Climbers clean up cliff, repair trails


Teena Carnegie, left, and LaNae Fisk, both from Spokane, carry a log for use as a trail barrier while volunteering their time during Adopt-a-Crag, a North Idaho College Outdoor Pursuits park maintenance and cleanup day at Q'emiln Park in Post Falls Saturday. 
 (Tom Davenport/ / The Spokesman-Review)

POST FALLS – Enough beer cans, old blankets and miscellaneous garbage to fill six trash bags made their way out of a rugged canyon in Q’emiln Riverside Park via climbing ropes Saturday, courtesy of a group of volunteers who have met annually for the past three years to improve climbing areas in the park.

“It’s a fairly clean area, but there are still some of those people who are going to throw garbage on the ground. That’s why we’re here,” said Ian McKelvey, of North Idaho College’s Outdoor Pursuits program.

About 30 people from the Kootenai Klimbers, the Spokane Mountaineers and the college spent several hours picking up trash, upgrading trails and building a new bulletin board for rock climbers as part of Adopt-a-Crag – a nationwide program started six years ago by the Access Fund, a climbing advocacy group.

A few years ago, heavy use began damaging vegetation around the park’s numerous cliffs, and the city considered shutting out the climbers.

The Kootenai Klimbers formed when Richard LeFrancis and others who enjoyed the crags got together to convince the city to do otherwise. After a year of city meetings, rock climbing has a place in the city’s parks plan and the group agreed to maintain the trails to the rock walls.

“They now realize the economic importance of climbers,” LeFrancis said.

His organization has about 40 members, and about 650 consider themselves Spokane Mountaineers.

“Sport climbing in general has really taken off,” said Mountain Gear’s Joe Lind just before the cleanup.

The sport involves scaling faces where safety ropes are attached to closely spaced bolts drilled into the rock or the top of a cliff.

“Indoor climbing gyms created this glut of climbers that needed to get outside,” he said.

The result was a greater number of people enjoying the sport, but also more makeshift trails to get to the best routes and the inevitable increase in garbage that comes with more people using one place.

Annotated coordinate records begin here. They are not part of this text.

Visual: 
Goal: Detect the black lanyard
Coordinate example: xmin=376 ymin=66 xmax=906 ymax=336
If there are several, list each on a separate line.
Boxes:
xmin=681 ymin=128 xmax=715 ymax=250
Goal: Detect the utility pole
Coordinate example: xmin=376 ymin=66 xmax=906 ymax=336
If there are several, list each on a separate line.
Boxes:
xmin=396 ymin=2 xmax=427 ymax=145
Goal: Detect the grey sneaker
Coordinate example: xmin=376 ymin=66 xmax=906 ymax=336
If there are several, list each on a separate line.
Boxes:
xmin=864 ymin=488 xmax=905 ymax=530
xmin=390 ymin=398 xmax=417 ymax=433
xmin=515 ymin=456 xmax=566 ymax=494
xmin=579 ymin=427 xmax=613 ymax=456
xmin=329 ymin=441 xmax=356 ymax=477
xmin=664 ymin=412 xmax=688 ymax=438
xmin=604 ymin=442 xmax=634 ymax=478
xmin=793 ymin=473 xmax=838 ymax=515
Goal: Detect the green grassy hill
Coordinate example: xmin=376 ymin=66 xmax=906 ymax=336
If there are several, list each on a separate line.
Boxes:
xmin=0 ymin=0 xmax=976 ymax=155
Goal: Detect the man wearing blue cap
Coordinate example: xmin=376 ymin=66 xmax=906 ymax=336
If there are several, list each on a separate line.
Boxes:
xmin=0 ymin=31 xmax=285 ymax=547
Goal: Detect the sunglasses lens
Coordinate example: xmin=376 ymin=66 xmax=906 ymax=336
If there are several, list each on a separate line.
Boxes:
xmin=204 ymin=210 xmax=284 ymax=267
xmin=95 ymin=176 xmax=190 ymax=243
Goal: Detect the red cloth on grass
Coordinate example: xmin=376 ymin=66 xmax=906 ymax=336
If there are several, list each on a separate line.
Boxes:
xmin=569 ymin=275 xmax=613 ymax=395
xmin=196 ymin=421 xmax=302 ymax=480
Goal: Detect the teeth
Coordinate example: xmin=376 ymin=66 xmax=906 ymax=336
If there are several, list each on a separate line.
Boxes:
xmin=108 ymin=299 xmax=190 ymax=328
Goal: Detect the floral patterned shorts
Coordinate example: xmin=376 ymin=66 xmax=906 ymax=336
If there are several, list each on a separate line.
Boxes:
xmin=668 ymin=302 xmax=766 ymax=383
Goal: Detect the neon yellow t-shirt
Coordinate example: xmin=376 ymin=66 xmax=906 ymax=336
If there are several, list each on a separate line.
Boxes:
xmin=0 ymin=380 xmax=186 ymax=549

“People were just going everywhere,” said Rusty Baillie, who authored a local climbing guidebook.

“The real trouble with this place is that it’s right in the city, and there is a lot of vandalism,” he said after helping a group of people strategically place logs and rocks to divert people from an eroded side trail.

Climbers are more organized now, volunteers said. The Mountaineers conduct a similar cleanup each year at Minnehaha Rocks, and climbers here are eyeing new routes in property that the city has considered acquiring for parks.

Taking care of climbing areas increases the chances that they will be available to climbers in the future, said Robb Shurr of the Access Fund.

Some 1.6 million people climb in the U.S., and Adopt-a-Crag projects were planned in 33 states and British Columbia this year, according to the group’s Web site.

“You’re showing landowners and land managers that climbers really do care about where they climb,” he said.